Rachel stood in front of the doorway, her arms outstretched.
“At least take me instead,” she called to Sheviz. “Whatever you’re doing will work just as well on me as it would on Lucy. Just let my daughter go!”
Ethan shifted position, raising his pistol as he heard Lucy shouting.
“Like hell! Shoot this bastard!”
Ethan, his hands trembling with fatigue, took a chance.
“You can’t win, Sheviz, it’s over,” he shouted. “If you don’t surrender now, you’ll die here.”
“Who is that?” Sheviz shouted back. “Who do you think you are to—”
Ethan fired three shots straight at the sound of the voice through the chipboard wall in front of him as Rachel dropped to her knees and covered her ears. He heard a sudden burst of automatic fire and a female scream coming from within the room as Lieutenant Ash thundered past with his troops, and he realized that he had missed.
A bright flash of light burst from the room as the IDF troopers tossed in a flash-bang to blind Sheviz. Ethan, his arms trembling, shifted position and peered through the doorway.
A man in a white coat lay beneath the writhing bodies of two IDF troopers, one of whom had wrestled a pistol from the man’s hands. Ethan glanced up as Lieutenant Ash reappeared in the doorway.
“God knows how but Sheviz is down and Lucy’s okay,” he said quickly.
Ethan felt a flood of relief as he lowered his pistol. Damon Sheviz glared at him with a fanatical expression, thick blood staining his shoulder.
“This is God’s work!” he spat in fury.
“We need him to tell us everything he knows and then get back to Jerusalem,” Ethan said.
Sheviz shook his head, his teeth gritted against the pain of his wound.
“I’ll die before I’ll tell you anything.”
Ethan watched as Lucy Morgan was carefully lifted from the gurney by two soldiers who set her onto unsteady legs in time for Rachel to fold her arms around her daughter. From somewhere deep within, Ethan felt a warmth radiate from the abscess of pain he harbored, and his shoulders sagged with relief as his eyes closed.
A hand clapped him on the shoulder, jolting him alert.
“I never thought I’d say this, but good work,” Lieutenant Ash said. “That was a hell of a shot.”
Rachel looked at him as she held her daughter and smiled as tears flowed like rivers from her eyes. Ethan could see that the spark of life had returned within them, glowing brightly once more.
He turn
ed his attention to Sheviz.
“This man,” he said to Jerah Ash. “What do we do with him?”

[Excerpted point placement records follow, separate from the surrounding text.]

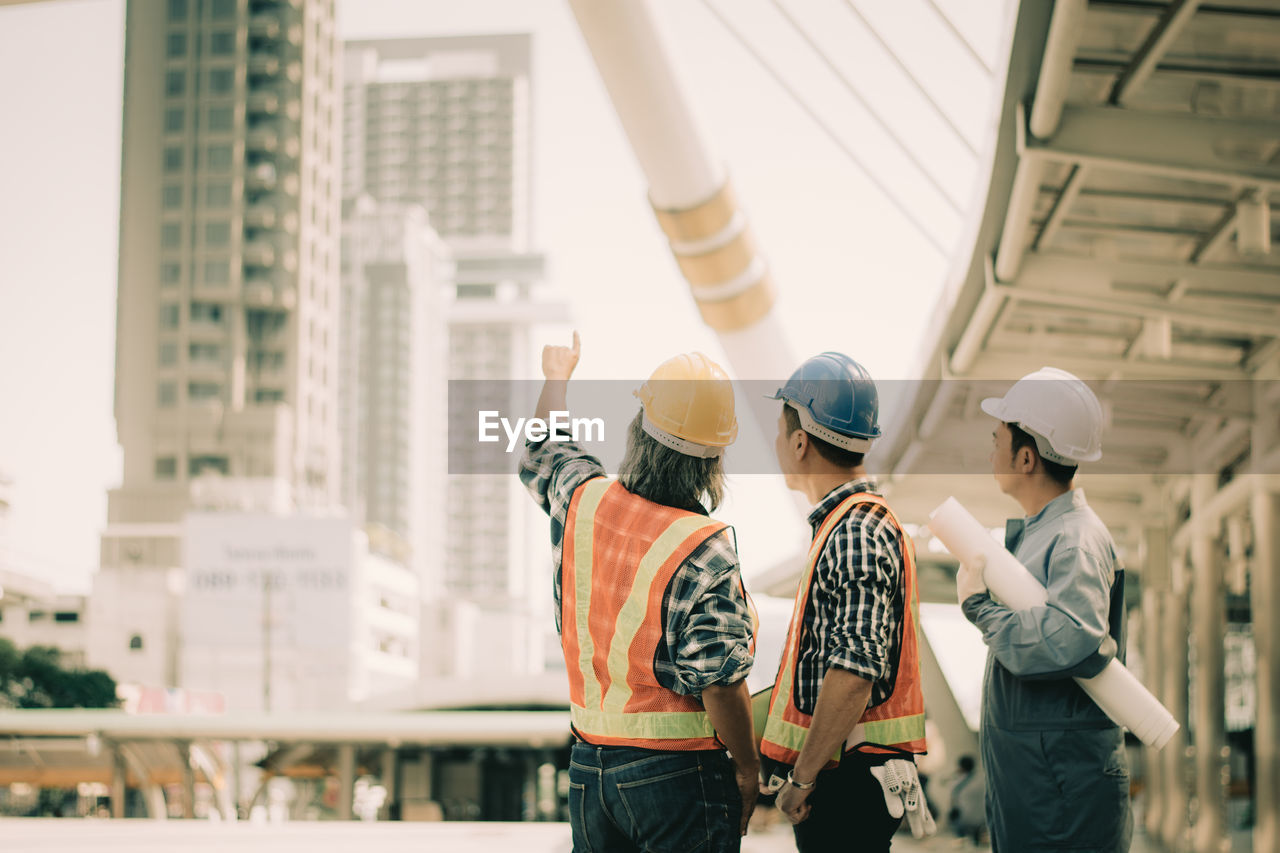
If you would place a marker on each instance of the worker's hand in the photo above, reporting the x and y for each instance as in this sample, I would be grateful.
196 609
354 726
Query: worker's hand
748 788
558 363
969 578
903 794
794 803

Lieutenant Ash considered the surgeon before them.
“I want to know everything,” he said. “Now.”
“Go to hell,” Sheviz shot back.
The lieutenant took a pace toward him and slammed his hand around the surgeon’s neck, lifting him off the floor.
“Now.”
Sheviz choked for a moment until the soldier released him. Coughing, Sheviz shook his head.
“My allegiance is to God,” he rasped. “Anything you do I’ll report to the Court of Human Rights.”
“Like your victims could?” Ethan snapped. “What is MACE’s connection to all of this?”
Sheviz remained silent. Ethan turned to Lieutenant Ash.
“You’re answerable to the Court of Human Rights, as a soldier,” Ethan said. “But I was never here.”
Ash thought for a moment, and then looked at his fellow soldiers.
“Didn’t see a thing,” one of them said.
Sheviz looked at the troops, and his defiance crumbled into panic.
“You’ll never get away with it!” he stammered.
The soldiers silently filtered out of the laboratory, leaving Sheviz, Lucy Morgan, Ethan, and Rachel. Lieutenant Ash remained, glancing at a pile of videotapes stacked on a counter nearby.
“What are those?” he demanded.
“We taped the procedures,” Sheviz said.
“Did you tape what you did to Ahmed Khan?” Ethan asked.
The surgeon’s eyes widened briefly.
Ethan moved to stand in front of him, reaching down beside him and picking up a scalpel that lay on a bench. He examined the cruel little blade as he spoke.
“If you fail to tell us everything, then I’ll make damned sure you lose your life. But I won’t have you killed, Sheviz. I won’t let them put you on trial or go through any legal process. I have a friend—Ayeem Khan—a Bedouin man who lives out in the deserts near Bar Yehuda. His son disappeared at the same time as Lucy, and from the same place. His name was Ahmed. You remember him, don’t you, Damon?”
Sheviz’s eyelid twitched. “I remember him.”